PGP signatures on PyPI: worse than useless

@yossarian
PGP signatures: worse than useless.

There, I fixed it for you.

As tools GPG (and PGP) are simply unusable by anyone but fastidious zealot pedants. And thus always used wrong.

@glyph

@gpshead @yossarian @glyph I still have hope to fix the usability of tools/services in future. I know most of my friends totally lost all hope :)
@kushal @gpshead @yossarian the world needs more good signing and security tools, but the sooner you abandon GPG (and OpenPGP more broadly) the sooner you can start building those ;-). There's really nothing worth salvaging here.
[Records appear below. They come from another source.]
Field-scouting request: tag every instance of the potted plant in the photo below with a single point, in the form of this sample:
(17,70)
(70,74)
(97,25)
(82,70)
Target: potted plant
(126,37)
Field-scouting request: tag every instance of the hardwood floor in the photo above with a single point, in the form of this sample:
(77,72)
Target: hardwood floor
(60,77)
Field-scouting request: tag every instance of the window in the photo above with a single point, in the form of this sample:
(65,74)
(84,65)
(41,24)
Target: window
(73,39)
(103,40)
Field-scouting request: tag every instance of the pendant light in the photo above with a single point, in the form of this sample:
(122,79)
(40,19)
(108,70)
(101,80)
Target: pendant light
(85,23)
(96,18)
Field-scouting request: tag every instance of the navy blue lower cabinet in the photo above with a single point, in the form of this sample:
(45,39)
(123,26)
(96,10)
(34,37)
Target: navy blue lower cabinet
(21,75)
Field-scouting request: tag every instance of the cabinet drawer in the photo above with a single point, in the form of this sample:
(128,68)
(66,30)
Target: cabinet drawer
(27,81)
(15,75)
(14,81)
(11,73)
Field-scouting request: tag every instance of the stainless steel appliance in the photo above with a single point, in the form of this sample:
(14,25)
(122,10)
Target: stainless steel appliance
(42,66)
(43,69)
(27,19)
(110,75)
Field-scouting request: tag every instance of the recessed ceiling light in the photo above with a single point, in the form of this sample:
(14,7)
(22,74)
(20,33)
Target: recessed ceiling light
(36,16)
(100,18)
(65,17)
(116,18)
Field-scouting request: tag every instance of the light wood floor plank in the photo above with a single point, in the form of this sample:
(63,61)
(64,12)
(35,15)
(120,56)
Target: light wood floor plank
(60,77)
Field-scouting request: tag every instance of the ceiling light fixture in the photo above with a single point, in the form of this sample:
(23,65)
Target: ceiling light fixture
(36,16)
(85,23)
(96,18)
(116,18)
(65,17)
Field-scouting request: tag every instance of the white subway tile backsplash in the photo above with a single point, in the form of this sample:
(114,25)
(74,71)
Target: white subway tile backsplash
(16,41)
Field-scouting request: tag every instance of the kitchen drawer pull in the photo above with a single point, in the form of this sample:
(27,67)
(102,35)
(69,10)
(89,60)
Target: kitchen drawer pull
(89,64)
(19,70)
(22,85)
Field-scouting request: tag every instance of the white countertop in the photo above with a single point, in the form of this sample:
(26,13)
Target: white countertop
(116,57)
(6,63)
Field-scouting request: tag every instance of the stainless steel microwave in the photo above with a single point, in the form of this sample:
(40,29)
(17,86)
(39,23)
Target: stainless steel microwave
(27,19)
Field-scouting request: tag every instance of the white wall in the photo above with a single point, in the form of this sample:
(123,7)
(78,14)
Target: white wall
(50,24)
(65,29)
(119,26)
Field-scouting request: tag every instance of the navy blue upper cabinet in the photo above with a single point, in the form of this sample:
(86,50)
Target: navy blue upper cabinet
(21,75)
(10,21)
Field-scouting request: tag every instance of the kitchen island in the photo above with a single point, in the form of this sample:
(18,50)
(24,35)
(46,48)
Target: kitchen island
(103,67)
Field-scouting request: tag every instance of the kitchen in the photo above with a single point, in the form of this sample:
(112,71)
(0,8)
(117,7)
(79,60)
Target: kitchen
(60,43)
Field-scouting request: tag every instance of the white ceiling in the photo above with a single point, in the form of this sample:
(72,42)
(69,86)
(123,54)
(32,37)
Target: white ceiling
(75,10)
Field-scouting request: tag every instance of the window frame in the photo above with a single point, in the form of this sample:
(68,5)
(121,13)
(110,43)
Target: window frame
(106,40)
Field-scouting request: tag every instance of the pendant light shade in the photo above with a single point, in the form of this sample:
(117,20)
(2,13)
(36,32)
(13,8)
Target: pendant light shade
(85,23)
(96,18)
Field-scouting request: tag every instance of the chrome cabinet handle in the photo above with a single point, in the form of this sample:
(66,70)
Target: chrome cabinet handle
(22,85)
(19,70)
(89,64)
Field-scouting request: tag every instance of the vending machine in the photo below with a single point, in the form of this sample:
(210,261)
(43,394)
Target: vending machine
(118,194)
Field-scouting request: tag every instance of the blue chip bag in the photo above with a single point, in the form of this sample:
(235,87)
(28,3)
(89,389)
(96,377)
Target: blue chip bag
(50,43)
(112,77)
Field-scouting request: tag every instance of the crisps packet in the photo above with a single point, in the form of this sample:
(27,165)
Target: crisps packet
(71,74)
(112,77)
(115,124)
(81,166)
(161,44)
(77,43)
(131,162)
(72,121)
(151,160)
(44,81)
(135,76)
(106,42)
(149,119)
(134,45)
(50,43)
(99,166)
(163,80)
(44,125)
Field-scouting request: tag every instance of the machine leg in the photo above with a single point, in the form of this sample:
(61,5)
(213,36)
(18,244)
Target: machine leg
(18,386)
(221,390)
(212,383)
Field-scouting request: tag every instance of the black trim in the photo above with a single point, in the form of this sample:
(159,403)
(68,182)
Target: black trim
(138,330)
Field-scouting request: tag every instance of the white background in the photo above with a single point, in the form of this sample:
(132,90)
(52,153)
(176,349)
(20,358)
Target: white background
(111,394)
@glyph @gpshead @yossarian I beg to differ on that point. @[email protected] & I are building https://tumpa.rocks/

Here is an example where we can have better UX focused tools in the #OpenPGP land.

Tumpa

Tumpa is a usability-minded OpenPGP desktop application that makes key management and smartcard controls easy and usable for everyone.

@kushal
Is any of that something you could build atop signify instead?
@glyph
@eichin @glyph I guess for the signing part, yes. We also have #age with hardware support (and I love that).
@kushal @eichin if you're doing stuff with age and pgp in the same process don't you have to have some kind of magnetic containment field so they don't touch and cause a matter/antimatter annihilation reaction
@kushal @eichin I am seriously curious though: what about your problem domain makes GnuPG a desirable component? Why not throw its broken overcomplexity in the trash, define what you want your app to do in terms of user security guarantees, and then build it on top of a good backend or a novel cryptographic construction instead? I know "roll your own crypto" is bad, but it's a cut above "wrap gnupg"

@glyph @[email protected] Something that works for both encryption & signing. Bonus is that I can use the same for my ssh. Works out of my Yubikey, means no secret on disk. My mutt setup mostly works :)

I can see the pain points and hoping to improve them by creating newer things with usability in mind.

On the software side, most of the applications I install separately uses OpenPGP to sign the artifacts, including @fedora and also #debian.